Sainte Berlinde était fille du comte Odelard et de Nona, sœur de saint Amand. Odelard possédait de très-grands biens. Son comté s'étendait d'Anvers à Condé ; le château d'Omberge, entre Gand et Ninove, et celui d'Asche, entre Alost et Bruxelles, lui appartenaient en propriété. Dieu ayant retiré de ce monde sa femme et un fils nommé Elégard, il restait seul avec sa fille Berlinde. Il n'employait plus son temps qu'à prier et à faire des bonnes œuvres.

Dieu, pour l'éprouver, permit qu'une maladie dont le nom seul inspirait la terreur, la lèpre, l'affligeât dans ses derniers jours. Or, il arriva que durant l'absence de ses domestiques, Odelard pria sa fille de lui donner à boire.
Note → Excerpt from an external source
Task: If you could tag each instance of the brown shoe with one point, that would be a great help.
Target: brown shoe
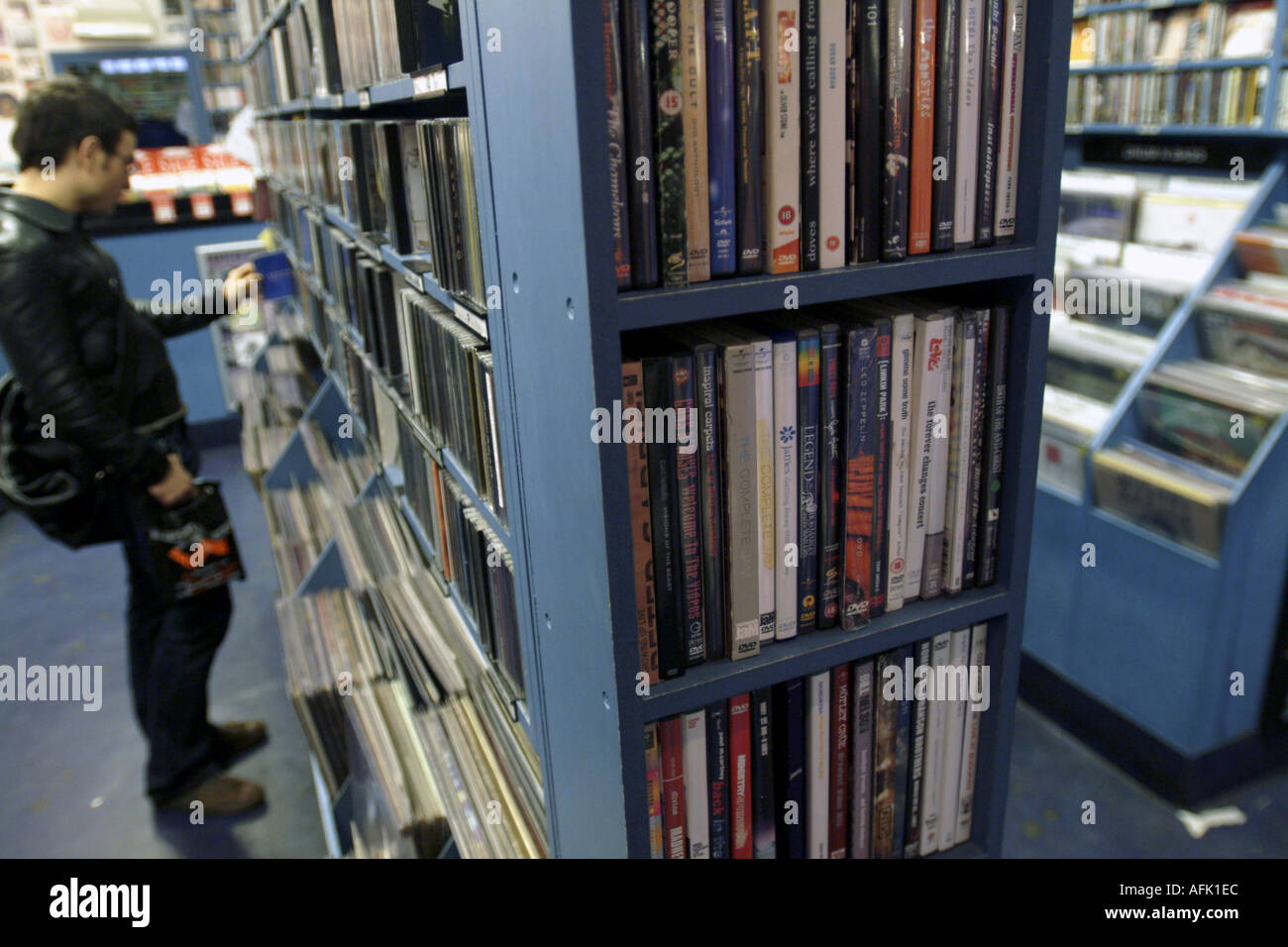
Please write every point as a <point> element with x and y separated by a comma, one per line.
<point>219,795</point>
<point>236,738</point>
Elle prit la coupe, la rinça et lui versa du vin ; mais, quand son père eut fini, avant de la porter elle-même à ses lèvres, elle la rinça de nouveau : Odelard l'ayant remarqué, en conçut un tel dépit, qu'il fit sur-le-champ atteler ses chevaux et courut d'un trait de Meerbeke à Nivelles pour offrir tous ses biens à sainte Gertrude et déshériter sa fille.

La répugnance de Berlinde était bien naturelle en pareille circonstance ; mais il paraît que répugner de boire après son père était, dans les idées du VIIe et du VIIIe siècle, un crime irrémissible. La pauvre Berlinde, bien marrie de sa faute, ne chercha pas à l'excuser ; elle la vit aussi énorme que la voyait le comte lui-même ; elle ne songea même pas à réprouver la dureté de son père ; elle se jugea une misérable qui méritait d'être ainsi traitée pour avoir oublié le respect dû à l'autorité paternelle.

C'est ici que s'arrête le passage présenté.